A suicide bomber blew himself up outside the Press Club here on Tuesday killing at least three persons and injuring several others, including journalists, in the latest in a wave of terror attacks that have rocked Pakistan.
A suicide bomber struck Tuesday outside a press club in the northwestern city of Peshawar, killing three people and wounding 17 in an attack that underscored the danger to journalists trying to cover Pakistan's Taliban-led insurgency.
Militants have threatened, attacked and killed journalists in an attempt to prevent reporting they deem critical of the Taliban, and journalists also say they face pressure from government operatives trying to influence news coverage.
The combination has made Pakistan one of the most dangerous environments to work, rivaling conflict zones like Iraq and Somalia, according to media watchdogs. Tuesday's attack, one of the most serious yet against journalists in the country, drove that point home.
A policeman tried to search the suicide bomber as he approached the press club's gate, but the man resisted and was able to trigger his explosives, said the city's police chief, Liaquat Ali Khan. The dead included the officer and an accountant who worked for the press club, authorities said.
A woman who was at the site died of cardiac arrest caused by the shock of the bombing, said Dr. Sahib Gul at a hospital in Peshawar where casualties were taken. Seventeen other people were wounded, including one photographer slightly injured by flying shrapnel. Many of the wounded were on a bus that was passing the press club, Gul said.
"Journalists have played a vital role in our war by exposing the terrorists, so they are on the target list too like mosques, bazaars and security institutions," said Mian Iftikhar Hussain, the information minister for the North West Frontier Province, of which Peshawar is the capital.
Paris-based Reporters Without Borders condemned the attack, saying "threats against the Pakistani media and press clubs are nothing new but it is outrageous that this press freedom sanctuary should be targeted in this fashion."
Four journalists were killed in Pakistan in 2009 and five the year before, according to the Committee to Protect Journalists.
At least 45 journalists have been killed in Pakistan since 2001, the year Pakistan joined the U.S. in its fight against the Taliban and al-Qaida, said Mazhar Abbas, until recently secretary general of the Pakistan Federal Union of Journalists. Before that, journalist killings were rare in Pakistan.
But killings are just a small part of the threat. Reporters have been kidnapped by militants and detained by intelligence agencies, those in the field have said. Militants have also issued warnings to journalists through fliers distributed in various towns.
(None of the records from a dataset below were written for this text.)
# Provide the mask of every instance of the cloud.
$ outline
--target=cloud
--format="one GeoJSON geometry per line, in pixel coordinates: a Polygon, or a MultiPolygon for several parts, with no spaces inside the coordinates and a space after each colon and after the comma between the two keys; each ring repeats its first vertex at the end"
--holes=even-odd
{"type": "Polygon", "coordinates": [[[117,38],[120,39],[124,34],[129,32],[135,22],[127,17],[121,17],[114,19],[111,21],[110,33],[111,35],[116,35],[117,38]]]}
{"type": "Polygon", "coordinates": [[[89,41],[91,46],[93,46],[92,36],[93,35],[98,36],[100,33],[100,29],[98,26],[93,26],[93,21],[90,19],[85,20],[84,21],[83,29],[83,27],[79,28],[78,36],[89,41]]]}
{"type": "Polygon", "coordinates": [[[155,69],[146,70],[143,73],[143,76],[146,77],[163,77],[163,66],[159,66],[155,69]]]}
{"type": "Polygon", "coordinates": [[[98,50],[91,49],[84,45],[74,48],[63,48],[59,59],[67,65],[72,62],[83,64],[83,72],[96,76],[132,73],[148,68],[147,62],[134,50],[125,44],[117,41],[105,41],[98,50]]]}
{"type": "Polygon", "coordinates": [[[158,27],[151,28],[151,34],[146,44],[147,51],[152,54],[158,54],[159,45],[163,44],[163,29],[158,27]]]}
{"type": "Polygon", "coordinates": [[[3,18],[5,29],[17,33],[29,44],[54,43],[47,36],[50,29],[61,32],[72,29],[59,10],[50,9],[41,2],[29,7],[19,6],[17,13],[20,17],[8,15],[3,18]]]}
Pakistani Taliban commander Hakimullah Mehsud issued a different kind of message Tuesday in a leaflet distributed in the town of Mir Ali in North Waziristan, an area in Pakistan's lawless tribal belt where many of his fighters fled following a major military offensive launched in mid-October in neighboring South Waziristan.
Mehsud urged his fighters not to stir trouble in North Waziristan -- apparently in the hope of securing sanctuary in a region that is dominated by militants who have signed a truce with the government. He ordered them to "avoid criminal activities, kidnapping, creating trouble and interfering in internal affairs in North Waziristan."
"Anybody found violating this order will be considered guilty in the eyes of the Pakistani Taliban Movement and will be liable for punishment," said the leaflet.
It was signed by Mehsud and carried letterhead bearing his name, but it was not possible to fully authenticate the leaflet. Taliban spokesmen could not immediately be reached for comment.
Many of the groups in North Waziristan are focused on launching cross-border attacks on coalition soldiers in Afghanistan rather than waging war on the Pakistani government, the primary target of the Pakistani Taliban. One of the most powerful militants in the area, Hafiz Gul Bahadur, signed a truce with the Pakistani military agreeing to stay on the sidelines as the army invaded South Waziristan to root out Taliban and al-Qaida fighters.
The presence of large numbers of Pakistani Taliban could persuade the military to expand its offensive into North Waziristan, a move that would endanger the other militant groups that have established sanctuary there, including the powerful Haqqani network, an Afghan Taliban faction with al-Qaida links.
Mehsud's statement could be an attempt to convince the groups based in North Waziristan that despite the increased risk, they should allow Pakistani Taliban fighters to remain in the area.
However, he did authorize his followers to fight back in self-defense.
Interior Minister Rehman Malik asserted Tuesday that security forces had broken the back of the Taliban in South Waziristan and they were having trouble finding local support.
"My information is that Taliban's recruits are deserting them," he said.